The health crisis with the new coronavirus will not go away any time soon, but we are getting more and more reports of potential treatments that could cure or even prevent COVID-19,media BGR reported. Vaccines are “magic drugs” that can prevent SARS-COV-2 infections, but they are still a year away from the market. Despite reports that the first drug candidates will be approved for emergency use as soon as September. While preclinical and clinical trial data may be promising, there is no guarantee that these drugs will work in humans. If Oxford University’s breakthrough drug ChAdOx1 nCoV-19 proves to be efficient and safe, the Us will buy as many as 300 million doses of the first 1 billion doses of vaccine son from AstraZeneca in the future.
To ensure supply, the U.S. government has pledged $1.2 billion for the pharmaceutical company’s new coronavirus vaccine development.

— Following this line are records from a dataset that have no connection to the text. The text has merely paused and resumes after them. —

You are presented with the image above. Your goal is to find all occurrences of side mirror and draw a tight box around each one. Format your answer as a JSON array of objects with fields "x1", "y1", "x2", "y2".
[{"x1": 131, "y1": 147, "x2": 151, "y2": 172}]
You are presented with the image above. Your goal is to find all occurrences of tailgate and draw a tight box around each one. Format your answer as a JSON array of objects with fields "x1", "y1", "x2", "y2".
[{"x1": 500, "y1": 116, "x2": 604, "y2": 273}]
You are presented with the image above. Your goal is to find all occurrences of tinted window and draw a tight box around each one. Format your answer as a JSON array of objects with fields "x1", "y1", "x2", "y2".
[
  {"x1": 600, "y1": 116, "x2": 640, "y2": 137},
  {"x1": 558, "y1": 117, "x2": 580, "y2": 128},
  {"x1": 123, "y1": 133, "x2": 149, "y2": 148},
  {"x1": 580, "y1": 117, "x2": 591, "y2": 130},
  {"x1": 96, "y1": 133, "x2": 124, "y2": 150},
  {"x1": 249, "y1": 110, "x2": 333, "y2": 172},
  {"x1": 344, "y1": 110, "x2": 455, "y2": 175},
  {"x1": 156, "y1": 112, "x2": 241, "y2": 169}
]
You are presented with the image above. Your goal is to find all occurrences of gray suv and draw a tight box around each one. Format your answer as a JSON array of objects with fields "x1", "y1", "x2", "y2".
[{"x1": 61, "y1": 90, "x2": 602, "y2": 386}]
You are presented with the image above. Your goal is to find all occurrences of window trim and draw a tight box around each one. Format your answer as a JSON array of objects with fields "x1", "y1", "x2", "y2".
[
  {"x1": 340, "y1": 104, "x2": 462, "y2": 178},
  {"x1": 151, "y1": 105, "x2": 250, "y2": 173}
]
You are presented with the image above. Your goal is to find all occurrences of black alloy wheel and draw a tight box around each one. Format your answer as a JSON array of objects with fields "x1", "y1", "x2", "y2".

The U.S. Department of Health agreed to pay the $1.2 billion fee to speed up research and development and secure supplies, Reuters reported. “This contract with AstraZeneca is an important milestone in Operation Warp Speed, which aims to achieve safe, effective and widely available vaccines by 2021,” said U.S. Health and Human Services Secretary John Azhar.
Earlier this week, Business Secretary Alok Sharma said the UK would receive 30m doses of the vaccine, which will be delivered in September – a result of the assumption that the vaccine is safe and effective. Since then, AstraZeneca says it has reached an agreement for at least 400million doses of the vaccine, ensuring the production of 1 billion doses of the vaccine. The first vaccines could be delivered as soon as September. The company is also in negotiations with other governments and the Serum Institute of India. The U.S. deal includes a Phase 3 clinical trial involving 30,000 U.S. volunteers.
Scientists at the University of Oxford have previously published their study detailing the effectiveness and safety of the vaccine for macaques. The work allowed Oxford University to move on to Phases 1 and 2 trials, which were launched a few weeks ago. About 1,000 people aged 18-55 in southern England were vaccinated against Oxford, and the results will soon come out.
ChAdOx1 nCoV-19 is a weakened version of the chimp common cold virus and cannot reproduce in humans. The role of the virus is to carry a specific protein in the S protein of SARS-CoV-2 in the body, which causes the immune system to respond. As a result, when a true coronavirus attacks the host, the immune system already has antibodies that can prevent infection. The vaccinated monkeys did show the presence of the virus in their nasal swabs, which some believe is an invalid sign. But the virus is almost non-existent in monkeys’ lungs, and it cannot be replicated. Autopsy results showed that none of the vaccinated monkeys showed signs consistent with COVID-19 lung lesions.
The AstraZeneca/Oxford partnership is on Morgan Stanley’s list of six most likely successful COVID-19 vaccines, but that’s just speculation.
Interestingly, the U.S. government’s investment in AstraZeneca’s drugs came after Moderna partially disclosed the success of its candidate vaccine in human trials. Moderna pioneered phase 1 trials and said it had evidence that the RNA vaccine was effective. Many questionthed how Moderna chose to share data on this potential COVID-19 therapy. The company did not disclose key information in its announcement last week. As a result of the investment that began in 2013, AstraZeneca also owns 7.7 per cent of Moderna.
The National Institute of Allergy and Infectious Diseases (NIAID) did not respond to the findings in any way. NIAID is a partner of Moderna. A few weeks ago, Dr. Anthony Fauci, America’s top infectious disease expert, said of the company’s mRNA-1273 that the first vaccine could be available in early 2021 if all goes well.
But, as Reuters points out, the U.S. has also struck deals with other companies, including Johnson and Johnson and Sanofi. The two companies are also on Morgan Stanley’s list, but they have not moved their coronavirus vaccine candidates to clinical trials.